Hybrid Spiking–Kolmogorov–Arnold Networks
Authors: Andrii Krutsylo
Presentation type: Poster at SNUFA 2025 online workshop (5-6 Nov 2025)
Abstract
We present two hybrid architectures combining spiking neural networks (SNNs) with Kolmogorov–Arnold network (KAN) components to enhance temporal classification tasks. KANs are integrated in two configurations: the KAN-Readout SNN, which replaces the standard linear classifier with a spline-based readout; and the KAN-Integrated SNN, which inserts spline transforms inside each spiking layer. All models use leaky integrate-and-fire neurons. Tasks are divided into static, sequential, and permuted settings. Static tasks use Poisson rate coding over T = 20 timesteps; sequential and permuted tasks are patch-based, using a single timestep per patch and Bernoulli spike encoding. Inputs are normalized prior to the spiking layers. Dense models (MLP, TKAN) use averaged rate inputs, while SNN variants process temporal sequences. Computational cost is measured as the sum of dense multiply–accumulate operations, event-driven synaptic operations, and spline element evaluations per sample. On static FashionMNIST, MLP and TKAN achieve ~88.3% accuracy with ~0.305M operations/sample, while the baseline SNN reaches 88.32% at 7.75M operations. The KAN-Readout SNN matches this accuracy within −0.96% at similar cost, and the KAN-Integrated SNN achieves −4.25% accuracy at 49% lower compute. On sequential FashionMNIST, the KAN-Readout SNN improves accuracy by +1.63% over the SNN baseline (67.98% vs. 66.35%) without extra compute, while the KAN-Integrated variant reduces compute by 47.6% with a −6.31% accuracy trade-off. In permuted tasks, the Readout model shows a +2.06% gain (61.76% vs. 59.70%), and the Integrated model again reduces compute by 47.6% with −4.71% in accuracy. Results on MNIST follow the same trend.
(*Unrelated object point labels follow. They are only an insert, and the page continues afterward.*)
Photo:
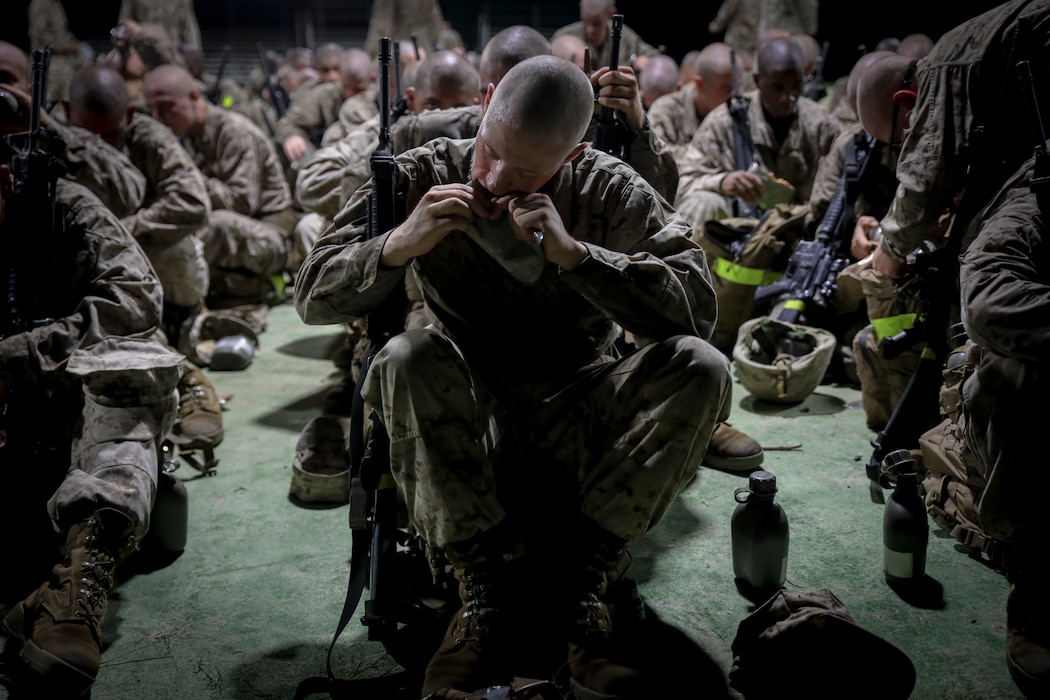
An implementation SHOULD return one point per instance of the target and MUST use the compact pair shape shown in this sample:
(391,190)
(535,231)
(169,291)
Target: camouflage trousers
(182,269)
(235,241)
(615,444)
(130,403)
(1004,411)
These findings demonstrate that KAN-Readout SNNs can consistently boost accuracy on temporally structured tasks without increasing computational load, while KAN-Integrated SNNs offer significant efficiency gains with acceptable accuracy trade-offs. These trade-offs are reflected in lower inference times and memory usage, making the integrated design attractive for low-latency, resource-constrained neuromorphic systems.